Le modèle de Zakaras

Introduction

On sait depuis longtemps que l’élection favorise les individus appartenant à l’élite sociale et économique, cela était sciemment recherché dans la démocratie athénienne – pour les postes qui n’étaient pas attribués par tirage au sort – et au moment des révolutions américaine et française.

Mais l’élection est-elle un véritable mal pour la démocratie ? En donnant le pouvoir à cette élite, on prend le risque de la laisser satisfaire ses propres intérêts au détriment de l’intérêt général. Et quand bien même elle serait pétrie d’altruisme et de bonnes intentions, il lui serait impossible de voir le monde avec les yeux du commun des mortels.

Cependant, les électeurs ne sont pas démunis : ils peuvent refuser de renouveler leur confiance à un élu qui aurait négligé l’intérêt général. Mais ce contre-pouvoir est faible, car il est ponctuel et ne permet pas de juger les décisions individuellement. Or, un élu a l’occasion de prendre un nombre considérable de décisions lors de son mandat.

L’élection est à la fois égalitaire et inégalitaire : d’un côté, tous les électeurs disposent du même droit de vote et, de l’autre, les candidats appartenant à l’élite sociale et économique sont fortement avantagés par rapport à tout autre citoyen.

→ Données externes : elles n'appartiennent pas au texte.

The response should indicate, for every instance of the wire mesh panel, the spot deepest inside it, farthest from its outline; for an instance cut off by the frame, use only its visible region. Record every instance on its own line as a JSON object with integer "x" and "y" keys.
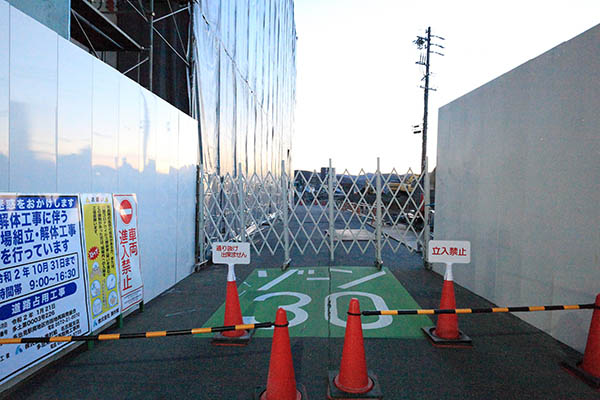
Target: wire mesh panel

L’auteur, comme beaucoup d’autres, constate que le tirage au sort est un instrument démocratique sous-utilisé dans nos modèles actuels. Il propose de l’inclure dans les institutions américaines de manière à combler les défauts de l’élection.

Le modèle

La démocratie américaine se caractérise par un parlement bicaméral : le Sénat d’un côté, la Chambre des représentants de l’autre. Les deux chambres ont des pouvoirs quasiment identiques. Le Sénat représente les 50 États (100 sénateurs élus pour 6 ans), tandis que la Chambre représente l’ensemble des citoyens américains (435 représentants élus pour 2 ans).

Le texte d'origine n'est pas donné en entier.